Where the proposed Northern Gateway Pipeline is concerned, it is difficult to argue with the desire to protect the environment.

Re: Geezer Gang and the Northern Gateway Pipeline

There is an old adage that you should be careful what you wish for, the implication of which is that, if not careful, your wish may bring with it unintended consequences. This is not to suggest what you hope for may not be worthy in itself, but that its consequences might diminish if not nullify the good you intended.

Where the proposed Northern Gateway Pipeline is concerned, it is difficult to argue with the desire to protect the environment. Unfortunately, a major consequence of wishing the pipeline away — as opposed to proposing measures to ensure its safety — is to also wish away the economic benefits associated with its construction.
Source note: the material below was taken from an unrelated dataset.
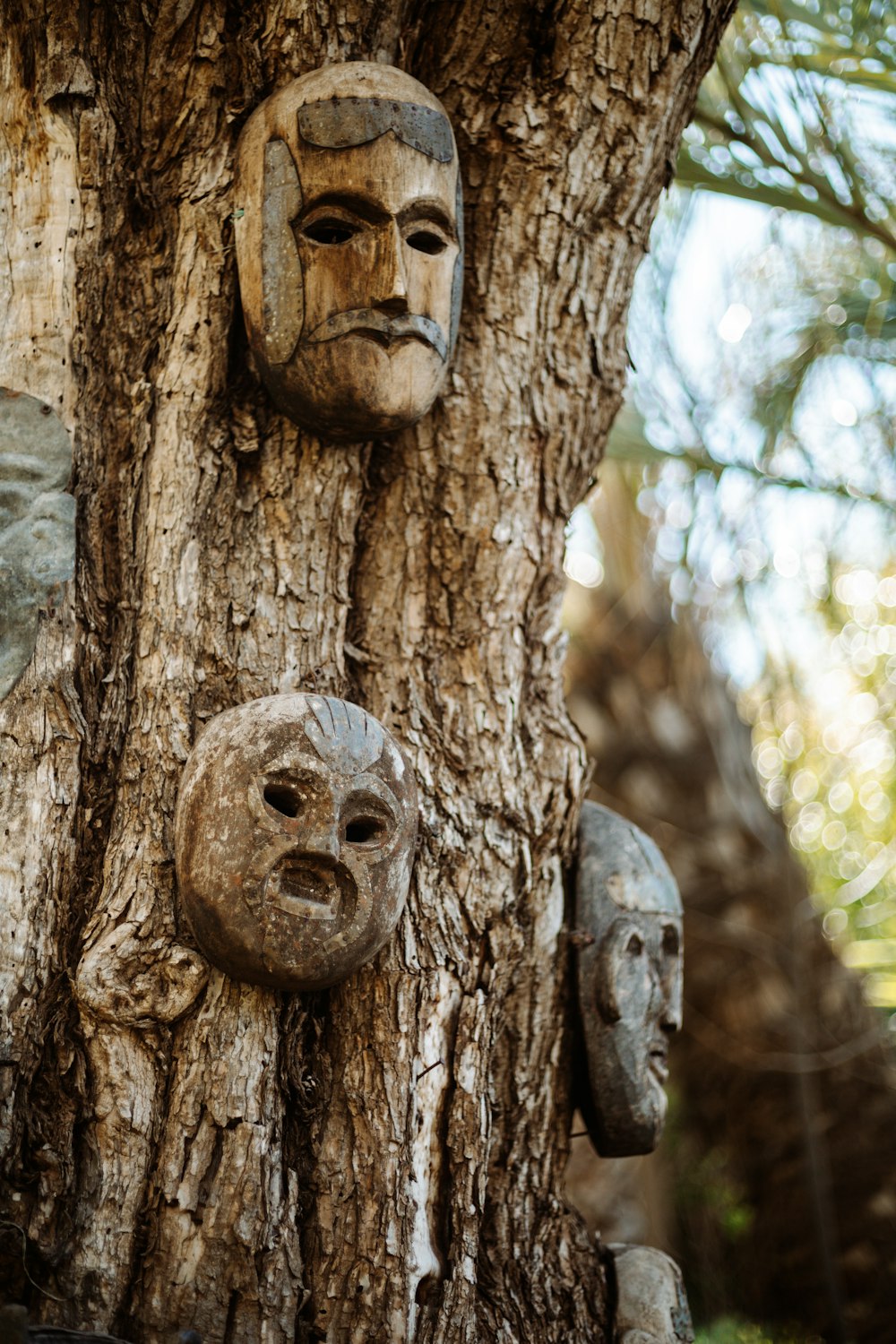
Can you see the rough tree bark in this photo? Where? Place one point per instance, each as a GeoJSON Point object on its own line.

The fact that this consequence is rarely, if ever, addressed by those opposed to significant resource development projects such as the pipeline suggests a belief in a bottomless source of funds from which to draw. This, of course, is wishful thinking but unfortunately is all too common in a country as blessed with an abundance of resources as Canada.

The response to this by those opposed to resource development, if the issue is even addressed, is all too often “It’s just the price you pay,” usually without any idea how high that price actually is, who might be required to pay that price, and how others affected might feel about it.

While the intention of dissenters might be noble, it is sometimes difficult for others to see it as anything other than self-centred, little more than a begger-thy-neighbour attitude.

None of this is to suggest environmental issues are unimportant where resource development is concerned. But in an increasingly competitive world economic environment that threatens like never before the wealth of inefficient and hidebound economies, willfully sacrificing the natural advantages of one’s economy is a recipe for economic disaster.

Surely the time of those concerned with environmental and social issues would be better spent attempting to find solutions to resource development issues rather than simply blocking them. Ignoring potentially negative consequences won’t make them go away.